A little bit of cardio helps build muscle and keep fat off. The more lean muscle you have, the higher your resting metabolic rate, so the more calories your body automatically burns. Even if your primary goal is to put on muscle mass or sculpt muscle, you still need to burn enough calories to keep belly fat from building up. Mountain climbers are perfect because they’ll help build core strength and chiseled abs while also burning calories so those abs stay visible.
Like pull-ups, it takes some skill and strength before you can get started doing mountain climbers. Most people can probably do a mountain climber before they can do a pull-up, but mountain climbers also need a way higher rep count to be effective. Beginners who can’t seem to stay in the plank position or anyone who needs to increase their rep count can try one of the following exercises to improve their mountain climber form.
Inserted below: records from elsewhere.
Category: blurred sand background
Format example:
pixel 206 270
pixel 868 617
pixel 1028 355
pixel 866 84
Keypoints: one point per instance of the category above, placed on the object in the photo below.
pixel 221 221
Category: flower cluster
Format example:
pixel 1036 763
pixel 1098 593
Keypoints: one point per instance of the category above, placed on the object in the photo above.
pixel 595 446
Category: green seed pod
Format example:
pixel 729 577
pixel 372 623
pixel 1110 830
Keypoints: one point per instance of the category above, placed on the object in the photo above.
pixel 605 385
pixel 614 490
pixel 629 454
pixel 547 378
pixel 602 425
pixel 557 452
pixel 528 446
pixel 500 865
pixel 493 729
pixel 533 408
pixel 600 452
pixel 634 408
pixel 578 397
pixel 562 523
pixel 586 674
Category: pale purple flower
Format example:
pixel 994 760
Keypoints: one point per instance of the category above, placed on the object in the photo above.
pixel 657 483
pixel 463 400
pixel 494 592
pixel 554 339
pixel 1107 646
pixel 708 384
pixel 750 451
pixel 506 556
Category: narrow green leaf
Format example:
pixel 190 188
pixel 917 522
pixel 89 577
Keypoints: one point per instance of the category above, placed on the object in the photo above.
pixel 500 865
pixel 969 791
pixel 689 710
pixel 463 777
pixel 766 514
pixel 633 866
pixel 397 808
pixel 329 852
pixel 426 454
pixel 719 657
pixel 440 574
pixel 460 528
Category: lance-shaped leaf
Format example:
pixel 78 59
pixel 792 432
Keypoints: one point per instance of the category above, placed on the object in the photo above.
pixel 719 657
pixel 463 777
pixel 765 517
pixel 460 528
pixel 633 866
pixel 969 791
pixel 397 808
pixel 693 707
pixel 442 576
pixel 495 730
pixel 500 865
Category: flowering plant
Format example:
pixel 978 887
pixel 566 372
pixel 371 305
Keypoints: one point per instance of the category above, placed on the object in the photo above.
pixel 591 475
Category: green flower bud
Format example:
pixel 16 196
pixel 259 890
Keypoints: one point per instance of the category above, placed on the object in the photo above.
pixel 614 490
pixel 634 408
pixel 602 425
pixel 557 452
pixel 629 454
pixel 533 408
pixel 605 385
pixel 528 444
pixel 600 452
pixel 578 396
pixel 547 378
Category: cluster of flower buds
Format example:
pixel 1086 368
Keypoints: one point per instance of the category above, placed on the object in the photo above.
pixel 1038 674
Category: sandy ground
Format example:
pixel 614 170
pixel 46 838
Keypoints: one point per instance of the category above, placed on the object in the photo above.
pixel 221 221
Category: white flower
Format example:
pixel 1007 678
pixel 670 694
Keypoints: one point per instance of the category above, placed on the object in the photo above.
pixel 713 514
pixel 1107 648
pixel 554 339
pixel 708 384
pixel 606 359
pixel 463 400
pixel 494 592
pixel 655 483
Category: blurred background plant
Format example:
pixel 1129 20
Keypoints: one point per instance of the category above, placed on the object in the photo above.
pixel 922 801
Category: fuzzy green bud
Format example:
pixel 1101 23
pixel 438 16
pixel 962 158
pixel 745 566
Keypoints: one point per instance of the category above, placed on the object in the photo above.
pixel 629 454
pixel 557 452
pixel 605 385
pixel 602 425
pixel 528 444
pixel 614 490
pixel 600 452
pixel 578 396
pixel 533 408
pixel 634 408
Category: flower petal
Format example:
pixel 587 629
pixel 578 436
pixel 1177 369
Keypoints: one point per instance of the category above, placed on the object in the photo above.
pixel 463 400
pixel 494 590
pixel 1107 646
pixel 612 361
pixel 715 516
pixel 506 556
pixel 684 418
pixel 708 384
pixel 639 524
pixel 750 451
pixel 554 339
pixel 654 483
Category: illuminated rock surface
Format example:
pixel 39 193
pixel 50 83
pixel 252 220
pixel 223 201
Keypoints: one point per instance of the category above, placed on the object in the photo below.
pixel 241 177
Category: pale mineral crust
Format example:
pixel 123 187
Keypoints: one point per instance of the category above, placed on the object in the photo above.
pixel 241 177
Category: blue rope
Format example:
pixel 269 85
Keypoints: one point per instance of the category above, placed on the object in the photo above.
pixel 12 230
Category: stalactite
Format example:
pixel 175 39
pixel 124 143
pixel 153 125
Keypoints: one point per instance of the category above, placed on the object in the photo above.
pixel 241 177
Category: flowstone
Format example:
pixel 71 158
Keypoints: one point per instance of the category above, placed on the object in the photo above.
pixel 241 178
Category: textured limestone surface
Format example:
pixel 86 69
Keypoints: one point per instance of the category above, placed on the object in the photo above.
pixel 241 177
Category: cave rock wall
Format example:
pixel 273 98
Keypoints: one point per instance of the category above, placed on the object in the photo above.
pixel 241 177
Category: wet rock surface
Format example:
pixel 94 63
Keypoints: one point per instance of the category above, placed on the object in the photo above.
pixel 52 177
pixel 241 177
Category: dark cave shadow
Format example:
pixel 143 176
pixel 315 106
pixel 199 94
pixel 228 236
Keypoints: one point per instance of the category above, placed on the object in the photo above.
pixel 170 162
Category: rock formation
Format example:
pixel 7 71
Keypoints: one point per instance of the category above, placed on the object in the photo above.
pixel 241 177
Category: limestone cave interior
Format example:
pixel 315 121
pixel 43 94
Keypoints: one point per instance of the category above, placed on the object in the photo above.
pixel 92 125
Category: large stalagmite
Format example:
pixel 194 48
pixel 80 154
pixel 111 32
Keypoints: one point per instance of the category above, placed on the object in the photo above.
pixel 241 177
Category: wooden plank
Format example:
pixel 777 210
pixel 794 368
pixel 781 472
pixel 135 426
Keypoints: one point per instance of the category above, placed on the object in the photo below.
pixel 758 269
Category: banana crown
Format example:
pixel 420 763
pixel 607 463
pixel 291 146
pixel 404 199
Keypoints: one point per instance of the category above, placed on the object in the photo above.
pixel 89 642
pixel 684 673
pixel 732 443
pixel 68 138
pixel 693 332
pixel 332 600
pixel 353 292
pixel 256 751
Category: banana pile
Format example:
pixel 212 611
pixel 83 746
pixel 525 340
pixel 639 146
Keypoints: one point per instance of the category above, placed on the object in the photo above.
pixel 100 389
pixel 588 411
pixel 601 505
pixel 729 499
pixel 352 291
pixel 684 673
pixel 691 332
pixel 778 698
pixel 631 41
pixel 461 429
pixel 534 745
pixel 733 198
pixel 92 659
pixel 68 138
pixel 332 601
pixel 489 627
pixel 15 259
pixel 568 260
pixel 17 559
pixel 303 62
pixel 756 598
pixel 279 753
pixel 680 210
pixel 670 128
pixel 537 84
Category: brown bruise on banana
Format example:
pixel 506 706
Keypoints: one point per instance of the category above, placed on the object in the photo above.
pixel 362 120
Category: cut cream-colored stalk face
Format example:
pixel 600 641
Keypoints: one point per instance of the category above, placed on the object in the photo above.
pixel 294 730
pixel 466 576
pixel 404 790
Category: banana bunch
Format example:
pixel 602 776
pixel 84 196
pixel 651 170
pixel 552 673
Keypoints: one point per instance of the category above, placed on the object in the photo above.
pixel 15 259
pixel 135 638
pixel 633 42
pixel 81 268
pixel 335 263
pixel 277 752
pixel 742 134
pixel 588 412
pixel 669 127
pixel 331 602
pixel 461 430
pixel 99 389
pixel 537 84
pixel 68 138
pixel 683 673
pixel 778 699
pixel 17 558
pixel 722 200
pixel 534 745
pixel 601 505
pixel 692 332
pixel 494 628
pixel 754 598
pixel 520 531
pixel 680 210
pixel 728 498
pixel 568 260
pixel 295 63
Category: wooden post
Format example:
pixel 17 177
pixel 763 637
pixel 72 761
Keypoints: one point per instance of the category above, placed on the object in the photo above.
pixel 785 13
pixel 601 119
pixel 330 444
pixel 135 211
Once you learn the form for these lunges, try out some of the many lunge variations to round out your leg day routine. Stand tall with your hands on your hips and then take a big step forward. Bend both knees simultaneously; your front knee should be bent to 90° and your back knee should be hovering just above the ground. Push through the soles of your feet to push back into the starting position. Repeat the same process with the opposite leg leading.
To do this exercise, you simply follow the first two steps in our mountain climbers step-by-step at the beginning of this guide. Get a stopwatch so you can count how long you’re able to stay in the plank position. As you get better at the plank position, start to introduce slow leg lifts and practice keeping your core from rotating or sliding forward and backward. Eventually, you should get to the point where faster mountain climbers are no problem.
If it’s not the strength requirements but rather the form needed to make mountain climbers effective, find a TRX or similar piece of gear that will allow you to suspend your legs. You could also make a DIY version with a couple of high anchor points and resistance bands. Place your feet in the bottom of the TRX or your chosen variant. Get into the plank position and follow the steps to complete your mountain climber reps as normal.
It’s hard to fit explosive energy into your ab workout without mountain climbers.
They’re a step up from normal planking and a great interval filler in between bigger lifts or other bodyweight exercises like pull-ups that work your muscles a bit harder.
You can never have too many exercises that are this highly effective and versatile enough to use almost anywhere you have spare time for a workout. Mountain climbers require lots of concentration and core strength, but the boost they give to your ab workout is totally worth the learning curve.